Fonseca: "Graliśmy bez intensywności, ale po zmianach zyskaliśmy nową energię"

22 października 2024, 22:27, Ginevra Aktualności
Fonseca:

PAULO FONSECA: "Camarda? Myślę, że on i drużyna zasłużyli na moment chwały. Przykro mi, że gol został ostatecznie anulowany, bo to była bardzo piękna chwila dla młodego zawodnika, który zasługuje, by być w tym zespole i bardzo ciężko na tę szansę pracował. Smutno nam, ale jestem pewien, że w przyszłości strzeli jeszcze wiele razy. Niech nie będzie rozczarowany, to dopiero początek. Występ zespołu?
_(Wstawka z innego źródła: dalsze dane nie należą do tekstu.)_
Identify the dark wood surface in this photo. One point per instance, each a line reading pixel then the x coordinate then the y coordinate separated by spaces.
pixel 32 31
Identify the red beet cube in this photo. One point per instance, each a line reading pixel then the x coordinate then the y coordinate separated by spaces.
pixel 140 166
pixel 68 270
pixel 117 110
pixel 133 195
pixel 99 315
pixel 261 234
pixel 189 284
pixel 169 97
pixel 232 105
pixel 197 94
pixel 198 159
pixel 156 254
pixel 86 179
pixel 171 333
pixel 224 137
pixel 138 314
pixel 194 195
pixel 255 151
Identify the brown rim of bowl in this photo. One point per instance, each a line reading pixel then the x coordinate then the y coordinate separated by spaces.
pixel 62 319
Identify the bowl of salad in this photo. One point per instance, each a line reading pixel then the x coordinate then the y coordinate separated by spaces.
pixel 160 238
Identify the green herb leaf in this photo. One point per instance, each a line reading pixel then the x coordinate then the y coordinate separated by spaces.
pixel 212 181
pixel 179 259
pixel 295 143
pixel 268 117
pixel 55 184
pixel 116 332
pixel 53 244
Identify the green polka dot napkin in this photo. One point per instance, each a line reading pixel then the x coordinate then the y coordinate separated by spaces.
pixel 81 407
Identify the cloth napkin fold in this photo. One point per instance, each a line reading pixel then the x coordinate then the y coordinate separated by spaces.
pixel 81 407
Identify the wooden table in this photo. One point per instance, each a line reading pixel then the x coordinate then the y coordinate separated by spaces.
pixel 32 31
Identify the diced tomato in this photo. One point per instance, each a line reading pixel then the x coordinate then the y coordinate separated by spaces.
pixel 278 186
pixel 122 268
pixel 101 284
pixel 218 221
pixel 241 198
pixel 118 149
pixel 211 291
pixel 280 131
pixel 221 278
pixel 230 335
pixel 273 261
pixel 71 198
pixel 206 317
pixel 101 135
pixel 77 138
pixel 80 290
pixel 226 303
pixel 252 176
Myślę, że zagraliśmy bez intensywności, zbyt wolno operowaliśmy piłką i nie za bardzo wiedzieliśmy, co robić przeciwko drużynie, która dobrze się broniła. Po wejściu Okafora i Chukwueze mecz się zmienił, wnieśli nową energię i drużyna zyskała na intensywności. Po drugim golu zaczęliśmy grać dobrze, wcześniej było za mało intensywności. Leão? Nie ma żadnego konkretnego problemu z nim. Zmiana to nie jest kara. Potrzebowaliśmy Okafora i Chukwueze. To powinno być postrzegane jako normalność. Rafa musi to odbierać jako coś normalnego i pracować na rzecz drużyny tak jak wszyscy piłkarze. Zmiany? Myślę, że poprawiliśmy się po wejściu Okafora i Chukwueze. Bardzo się poprawiliśmy, gdy Pulisic poszedł grać do środka. Szczerze mówiąc, Pulisic jako skrzydłowy nie jest aż tak dominujący, jak wtedy, kiedy gra na środku. Po zmianach byliśmy inną drużyną. Ta trójka zacznie od początku w następnym meczu? Być może. Zastanowię się. Jeszcze nie przeanalizowałem dobrze Bolonii. Zajmę się tym i wtedy wybierzemy najlepszy skład. Co się dzieje z Loftusem-Cheekiem? U mnie grał jako 8 i jako 10, dzisiaj jako trequartista z prawej. To zawodnik, który ma przyspieszenie z piłką przy nodze. Kiedy nie ma miejsca, to miewa problemy. Ale nie jest bojaźliwy. Takie są jego cechy i musimy lepiej przekazać mu niektóre wymagania. Zawsze ciężko pracuje dla drużyny. Przykro mi, że nie był na poziomie, na który wiem, że go stać. Camarda na stałe w pierwszej drużynie? Trener Bonera, Guidi i ja staramy się jak najlepiej rozwijać młodych graczy. Mamy w składzie Moratę, Abrahama i Jovicia. Camarda miałby mało miejsca do gry. W tym wieku regularność jest ważna. Staramy się, aby miał jak najwięcej szans do poprawy w Primaverze, Milanie Futuro i pierwszej drużynie. Czasami trudniej się gra w Serie C niż w A i odwrotnie. Kiedy z nami trenuje, świetnie sobie radzi. Dziś dobrze pracował dla drużyny, odważnie wychodził do piłki. Aż trudno uwierzyć, że jest tak młody".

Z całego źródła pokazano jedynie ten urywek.